Una revisión de fondo sobre el manejo de recursos públicos quedó en marcha en Prosperidad Social, luego de que la nueva administración reportara una serie de situaciones que, a su juicio, requieren ser examinadas desde los puntos de vista técnico y jurídico.
La directora de la entidad, Sandra Suárez Pérez, confirmó que fueron conformados equipos interdisciplinarios para revisar contratos, convenios y actuaciones administrativas correspondientes al gobierno anterior.
Entre los hallazgos que motivaron la revisión aparecen contratos y donaciones considerados dudosos o sin justificación clara, algunos de ellos con ejecución concentrada durante el periodo de campaña presidencial. La entidad también puso bajo la lupa nombramientos en provisionalidad y recursos cercanos a un billón de pesos vinculados a fiducias y convenios, cuya documentación y estado de legalización o cierre todavía deben ser establecidos.
Más de 900 contratos, bajo revisión
Uno de los capítulos que genera mayor atención corresponde a más de 900 contratos de prestación de servicios, cuya necesidad, según Prosperidad Social, todavía no ha sido verificada.
La entidad también revisará contratos de altos montos cuya ejecución se concentró en los meses de campaña presidencial. El objetivo será determinar si estuvieron debidamente justificados, si cumplieron con el objeto contratado y cuál fue la destinación de los recursos públicos.
A esto se suman más de una decena de nombramientos en provisionalidad sobre los cuales existen dudas relacionadas con el cumplimiento de requisitos y las normas de carrera administrativa. Estos casos, según el comunicado, fueron denunciados por el sindicato de la entidad.
La ruta del billón de pesos
Uno de los puntos más sensibles de la revisión está relacionado con cerca de un billón de pesos asociados a fiducias, convenios y otros instrumentos de ejecución.
Prosperidad Social señala que, en estos casos, no encontró inicialmente información suficiente y que existen soportes pendientes de revisión y procesos de legalización o cierre cuyo estado debe ser establecido.

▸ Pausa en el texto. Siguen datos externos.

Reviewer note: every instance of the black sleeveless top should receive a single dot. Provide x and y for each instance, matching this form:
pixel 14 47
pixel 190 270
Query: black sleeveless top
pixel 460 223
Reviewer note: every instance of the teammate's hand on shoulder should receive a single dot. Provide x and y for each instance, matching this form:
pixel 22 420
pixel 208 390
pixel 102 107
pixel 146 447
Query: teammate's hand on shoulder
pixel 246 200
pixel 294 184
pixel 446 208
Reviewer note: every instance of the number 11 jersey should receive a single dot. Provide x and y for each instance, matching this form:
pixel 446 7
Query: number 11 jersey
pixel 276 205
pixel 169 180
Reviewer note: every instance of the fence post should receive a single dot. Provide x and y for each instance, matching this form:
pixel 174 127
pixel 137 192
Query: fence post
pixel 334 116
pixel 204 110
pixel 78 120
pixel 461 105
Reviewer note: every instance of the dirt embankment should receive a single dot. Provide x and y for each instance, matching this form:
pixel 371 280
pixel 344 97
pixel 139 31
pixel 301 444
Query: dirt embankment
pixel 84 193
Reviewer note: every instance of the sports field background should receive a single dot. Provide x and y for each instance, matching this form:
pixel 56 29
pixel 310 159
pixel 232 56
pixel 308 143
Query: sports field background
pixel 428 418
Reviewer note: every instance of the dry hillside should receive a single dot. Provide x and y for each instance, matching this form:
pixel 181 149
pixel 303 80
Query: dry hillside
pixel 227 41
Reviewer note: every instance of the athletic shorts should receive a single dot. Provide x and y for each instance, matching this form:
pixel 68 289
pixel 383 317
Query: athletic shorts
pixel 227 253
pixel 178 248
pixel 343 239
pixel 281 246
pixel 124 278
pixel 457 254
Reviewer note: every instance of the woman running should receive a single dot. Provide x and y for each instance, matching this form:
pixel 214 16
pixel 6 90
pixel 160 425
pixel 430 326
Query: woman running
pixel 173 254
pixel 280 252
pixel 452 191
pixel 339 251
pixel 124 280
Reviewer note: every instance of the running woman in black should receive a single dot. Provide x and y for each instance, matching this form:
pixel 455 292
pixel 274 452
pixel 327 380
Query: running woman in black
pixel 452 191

La administración también está revisando la entrega de donaciones cuyos beneficiarios finales no estarían claramente identificados, especialmente las realizadas durante el primer semestre de 2026.
Denuncias e informes de organismos de control
La revisión no surgió únicamente de una decisión interna. De acuerdo con Prosperidad Social, el proceso parte de información alertada, denunciada y aportada por funcionarios y sindicatos, además de informes provenientes de organismos de control.
La nueva administración asegura que toda esa información está siendo contrastada para establecer qué ocurrió y determinar si existieron irregularidades.
“No vamos a encubrir ni minimizar ninguna alerta de corrupción o irregularidad”, afirmó Sandra Suárez, quien aseguró que los hechos que sean documentados serán puestos en conocimiento de las autoridades correspondientes.
La investigación apenas comienza
Por ahora, Prosperidad Social advierte que no existe una determinación de responsabilidad. Se trata de una etapa de verificación destinada a establecer qué ocurrió, proteger los recursos públicos y determinar si las actuaciones examinadas se ajustaron a la ley.
Si durante las auditorías se encuentran elementos con posibles consecuencias disciplinarias, fiscales, penales o administrativas, la entidad anunció que serán trasladados a los organismos de control y autoridades competentes, respetando el debido proceso.
La pregunta que queda ahora sobre la mesa es qué ocurrió con los recursos, quién tomó las decisiones y si los contratos, convenios, donaciones y nombramientos cumplieron realmente con las normas.
Prosperidad Social aseguró que los resultados de esta revisión serán informados públicamente a medida que avance el proceso.